Friday, March 14, 2014

SketchBook - Ball Point Rant

I draw organically when I use a pen. My mind wanders, and I only know the direction it goes when the figure takes its final form on the page. With pencils, I plan and plan and plan until the drawing stops making sense. I tend to think too hard when drawing in pencil. In any case, I usually start my drawings with a circle. For me, patterns play a large role in character creation.
 The Ball Point

A blue ball point pen has always been my preferred drawing utensil. 

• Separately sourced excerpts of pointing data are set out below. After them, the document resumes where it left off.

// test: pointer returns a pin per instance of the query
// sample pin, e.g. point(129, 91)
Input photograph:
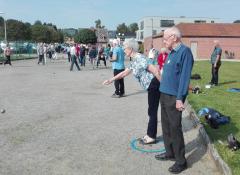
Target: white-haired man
point(118, 66)
point(174, 89)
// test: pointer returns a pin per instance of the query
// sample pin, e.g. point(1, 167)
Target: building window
point(142, 25)
point(167, 23)
point(141, 36)
point(154, 32)
point(199, 21)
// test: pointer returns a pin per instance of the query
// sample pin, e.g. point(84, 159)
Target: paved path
point(62, 122)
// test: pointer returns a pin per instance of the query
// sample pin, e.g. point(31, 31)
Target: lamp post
point(121, 36)
point(152, 33)
point(5, 28)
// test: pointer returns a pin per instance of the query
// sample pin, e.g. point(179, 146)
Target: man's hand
point(107, 82)
point(179, 105)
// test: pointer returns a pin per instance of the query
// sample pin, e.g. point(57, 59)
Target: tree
point(237, 21)
point(46, 34)
point(98, 24)
point(122, 28)
point(86, 36)
point(17, 30)
point(1, 27)
point(132, 28)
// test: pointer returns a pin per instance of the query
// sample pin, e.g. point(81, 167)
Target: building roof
point(207, 30)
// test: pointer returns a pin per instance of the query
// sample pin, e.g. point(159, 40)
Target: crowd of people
point(166, 83)
point(165, 75)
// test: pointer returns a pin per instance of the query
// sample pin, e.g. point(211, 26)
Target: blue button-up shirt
point(177, 72)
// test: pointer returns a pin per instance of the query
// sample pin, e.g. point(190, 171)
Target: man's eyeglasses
point(165, 39)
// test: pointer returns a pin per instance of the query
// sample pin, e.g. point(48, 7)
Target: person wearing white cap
point(148, 76)
point(118, 66)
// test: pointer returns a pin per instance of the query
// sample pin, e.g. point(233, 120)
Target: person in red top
point(162, 58)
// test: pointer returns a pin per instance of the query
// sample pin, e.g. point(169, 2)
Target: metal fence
point(19, 50)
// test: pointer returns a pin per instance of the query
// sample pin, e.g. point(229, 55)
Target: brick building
point(200, 37)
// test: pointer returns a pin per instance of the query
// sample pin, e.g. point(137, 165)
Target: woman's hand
point(179, 105)
point(107, 82)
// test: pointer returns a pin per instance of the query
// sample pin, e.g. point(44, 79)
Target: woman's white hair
point(174, 31)
point(131, 43)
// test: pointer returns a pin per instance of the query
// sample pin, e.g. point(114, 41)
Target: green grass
point(228, 103)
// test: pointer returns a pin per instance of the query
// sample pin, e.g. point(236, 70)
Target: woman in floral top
point(148, 76)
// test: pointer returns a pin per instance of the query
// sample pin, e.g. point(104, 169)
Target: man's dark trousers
point(119, 84)
point(171, 120)
point(153, 103)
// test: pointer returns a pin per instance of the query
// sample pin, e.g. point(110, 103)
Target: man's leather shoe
point(164, 157)
point(176, 168)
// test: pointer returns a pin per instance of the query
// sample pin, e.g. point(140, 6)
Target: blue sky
point(83, 13)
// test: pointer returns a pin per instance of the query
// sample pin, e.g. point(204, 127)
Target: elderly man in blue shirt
point(174, 90)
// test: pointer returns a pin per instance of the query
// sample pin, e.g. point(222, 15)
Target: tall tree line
point(38, 32)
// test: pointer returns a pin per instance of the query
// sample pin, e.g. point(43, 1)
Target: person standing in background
point(7, 53)
point(216, 62)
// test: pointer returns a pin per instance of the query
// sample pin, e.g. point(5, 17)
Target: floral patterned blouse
point(139, 67)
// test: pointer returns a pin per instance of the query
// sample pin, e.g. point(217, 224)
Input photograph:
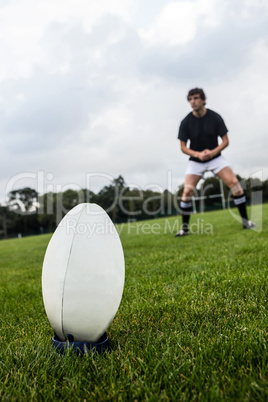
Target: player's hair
point(197, 91)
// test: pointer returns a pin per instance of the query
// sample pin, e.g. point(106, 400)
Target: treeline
point(29, 213)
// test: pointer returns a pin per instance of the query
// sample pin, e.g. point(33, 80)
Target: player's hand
point(205, 155)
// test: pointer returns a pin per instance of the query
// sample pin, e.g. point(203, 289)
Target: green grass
point(192, 324)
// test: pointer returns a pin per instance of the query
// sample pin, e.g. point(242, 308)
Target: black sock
point(186, 209)
point(241, 203)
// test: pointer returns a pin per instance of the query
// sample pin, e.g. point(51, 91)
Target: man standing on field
point(201, 128)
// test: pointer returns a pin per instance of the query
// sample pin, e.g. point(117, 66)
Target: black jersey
point(202, 132)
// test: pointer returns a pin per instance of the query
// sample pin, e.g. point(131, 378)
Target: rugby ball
point(83, 274)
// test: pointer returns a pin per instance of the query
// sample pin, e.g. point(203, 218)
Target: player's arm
point(189, 151)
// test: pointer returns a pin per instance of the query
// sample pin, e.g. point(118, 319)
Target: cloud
point(101, 87)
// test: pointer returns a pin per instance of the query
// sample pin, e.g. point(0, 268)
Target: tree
point(23, 201)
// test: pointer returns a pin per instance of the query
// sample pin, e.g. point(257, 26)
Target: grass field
point(192, 324)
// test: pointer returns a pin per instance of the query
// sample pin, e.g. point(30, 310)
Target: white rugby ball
point(83, 274)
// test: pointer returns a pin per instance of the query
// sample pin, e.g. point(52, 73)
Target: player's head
point(197, 91)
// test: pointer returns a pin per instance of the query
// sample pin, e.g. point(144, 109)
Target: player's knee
point(187, 193)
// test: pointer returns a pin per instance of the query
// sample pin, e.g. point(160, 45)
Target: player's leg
point(229, 178)
point(190, 184)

Ball points remind me of angry doodles scribbled in the cramped margins of my notebook, of disjointed ideas being slashed across their bellies by the lines on the sheet, of attempting to condense my emotions into the white space left at the bottom of a page when I'd written too much on things that don't matter and spoken too little on the things that do.

After finishing with the pen, I move on to color pencil. I usually start coloring at the edges of things, where clothes meet skin, where patterns meet patterns. Peach/pink is one of my favorite colors. I use it as a base or undertone color for the entirety of an image.

I've used ball point for so long that I'm more comfortable drawing with it than with a pencil. I'm loose and quick with a pen, mistakes and stray lines are welcome, but with a pencil, I'm sluggish and self conscious. A mistake feels costly.

Ball points don't have much of a designation other than to create lines. They aren't designer or art pens. They can be anything and I think that's why I like them so much; they reflect a desire of mine to be free-spirited, to not be tied down by a designation. 

Which do you prefer? The pen or the pencil?